On May 15, the Centers for Medicare and Medicaid Services (CMS) released a new final rule that allows low-premium, high-deductible health plans (catastrophic plans) purchased through Affordable Care Act (ACA) exchanges to last up to 10 years. The rule also allows for certifying plans with no traditional doctor network.
The rule also reinstates measures to fight fraud, like pre-enrollment verifications. It also contains rules that, the agency said, strengthen eligibility checks to ensure dollars go to people who truly qualify. The rule also codifies previous guidance expanding eligibility for catastrophic plans and requires states to offset the cost of any benefits they mandate in addition to federal essential health benefits.
CMS Administrator Dr. Mehmet Oz said, “This rule strengthens eligibility checks, cracks down on abuse, and gives insurers more flexibility to offer affordable, consumer-focused coverage options.”
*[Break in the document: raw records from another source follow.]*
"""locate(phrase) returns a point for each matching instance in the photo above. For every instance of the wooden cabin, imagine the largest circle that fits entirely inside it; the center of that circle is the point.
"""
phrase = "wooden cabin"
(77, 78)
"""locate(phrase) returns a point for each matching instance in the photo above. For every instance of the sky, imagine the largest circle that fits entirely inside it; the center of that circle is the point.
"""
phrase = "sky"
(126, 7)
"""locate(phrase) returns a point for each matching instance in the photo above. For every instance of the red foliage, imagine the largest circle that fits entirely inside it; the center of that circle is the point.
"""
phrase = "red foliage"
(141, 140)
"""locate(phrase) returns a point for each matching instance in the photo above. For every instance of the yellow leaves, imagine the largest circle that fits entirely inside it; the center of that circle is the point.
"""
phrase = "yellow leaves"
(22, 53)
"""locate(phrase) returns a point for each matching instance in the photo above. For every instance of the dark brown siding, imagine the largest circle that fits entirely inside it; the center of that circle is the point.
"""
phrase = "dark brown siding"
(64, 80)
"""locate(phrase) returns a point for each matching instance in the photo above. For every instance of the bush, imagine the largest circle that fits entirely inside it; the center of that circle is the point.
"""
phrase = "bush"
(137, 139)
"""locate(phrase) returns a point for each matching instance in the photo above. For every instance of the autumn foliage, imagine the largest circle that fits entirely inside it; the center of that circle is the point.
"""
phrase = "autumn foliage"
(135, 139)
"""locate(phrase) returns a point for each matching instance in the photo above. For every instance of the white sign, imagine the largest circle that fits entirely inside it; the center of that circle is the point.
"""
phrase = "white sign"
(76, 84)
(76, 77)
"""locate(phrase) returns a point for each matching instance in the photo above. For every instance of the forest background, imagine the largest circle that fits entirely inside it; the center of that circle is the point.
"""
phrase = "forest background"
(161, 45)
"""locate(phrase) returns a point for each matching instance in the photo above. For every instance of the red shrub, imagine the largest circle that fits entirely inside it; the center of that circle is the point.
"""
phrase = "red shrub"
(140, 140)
Plans without a provider network would offer those who buy such plans a preset reimbursement amount for specific services. Cost-sharing in these catastrophic plans would vary, based on the length of the term of coverage. And, the rule follows the amended ACA language that expands catastrophic plan eligibility to people who do not qualify for financial assistance. As originally written in the ACA, catastrophic plans were limited to purchasers under age 30 or who qualified for a specified hardship exemption. The CMS rule also requires states to offset the cost of any benefits they mandate that go beyond federal essential benefits.
Prospects: Industry experts predict that the rule’s “novel concepts” may trigger lawsuits. They say that the rule raises issues regarding how a purchaser can verify a health provider’s prices and question whether many insurers would actually offer these kinds of plans.